O que isso significa? No Brasil existe uma limitação quanto ao que se pode fazer com o patrimônio depois da morte. METADE de todo o patrimônio (herança) do falecido constitui a legítima. Essa porção obrigatoriamente será transmitida aos herdeiros necessários.
Vamos a um exemplo simplificado: suponhamos que sua família seja constituída apenas por você, por um irmão e por um filho seu, e você tem um patrimônio de R$ 100.000,00. Ao fazer um testamento, seria possível deixar todo o seu dinheiro para seu irmão?
NÃO! Porque metade desse valor constitui a legítima e obrigatoriamente precisa ser transmitida ao seu herdeiro necessário, que é o seu filho. O seu irmão é um colateral, portanto, não é herdeiro necessário. Assim, seria possível fazer um testamento resguardando a legítima, ou seja, deixando os R$ 50.000,00 ao filho, e a outra parte, chamada PARTE DISPONÍVEL, ao seu irmão.

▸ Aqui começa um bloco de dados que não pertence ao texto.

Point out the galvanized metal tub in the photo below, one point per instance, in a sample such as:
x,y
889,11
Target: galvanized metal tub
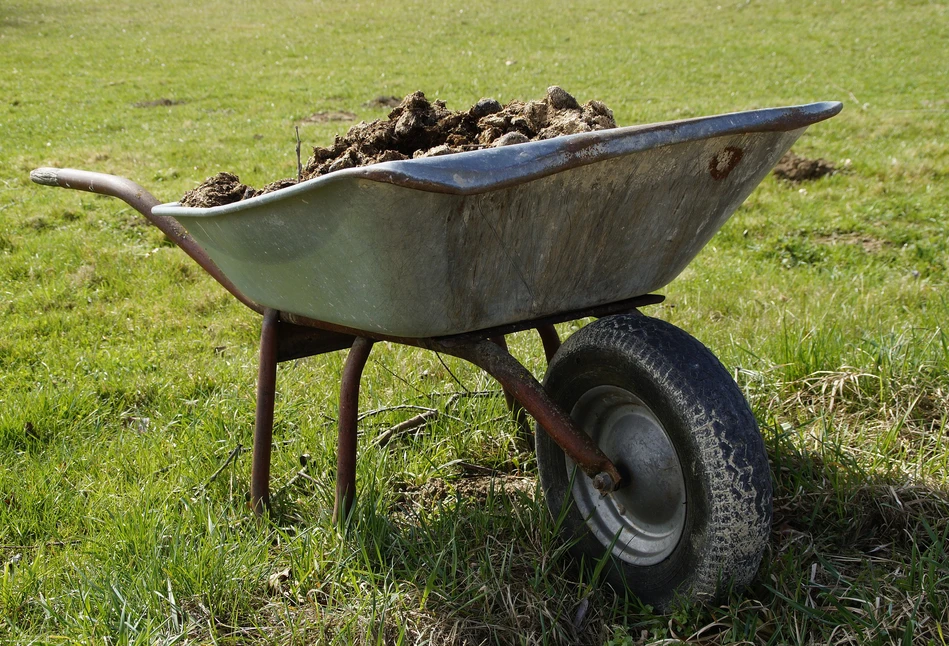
x,y
452,244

O Código Civil impôs também uma ORDEM para saber quais dos herdeiros necessários têm preferência para receber a herança. Assim, herdam:
1º – os descendentes, concorrendo com o cônjuge que sobreviveu (exceto se esse cônjuge ou companheiro era casado com o falecido no regime da comunhão universal, ou no regime da separação obrigatória, ou no regime da comunhão parcial de bens, no que diz respeito aos bens comuns);
2º – os ascendentes, concorrendo com o cônjuge ou companheiro;
3º – o cônjuge ou companheiro sobrevivente;
4º – os colaterais.
Se você falecer e tiver uma mãe ainda viva e um filho, a sua herança vai para o seu filho e não para a sua mãe, pois o filho (descendente) está em primeiro lugar na ordem da sucessão.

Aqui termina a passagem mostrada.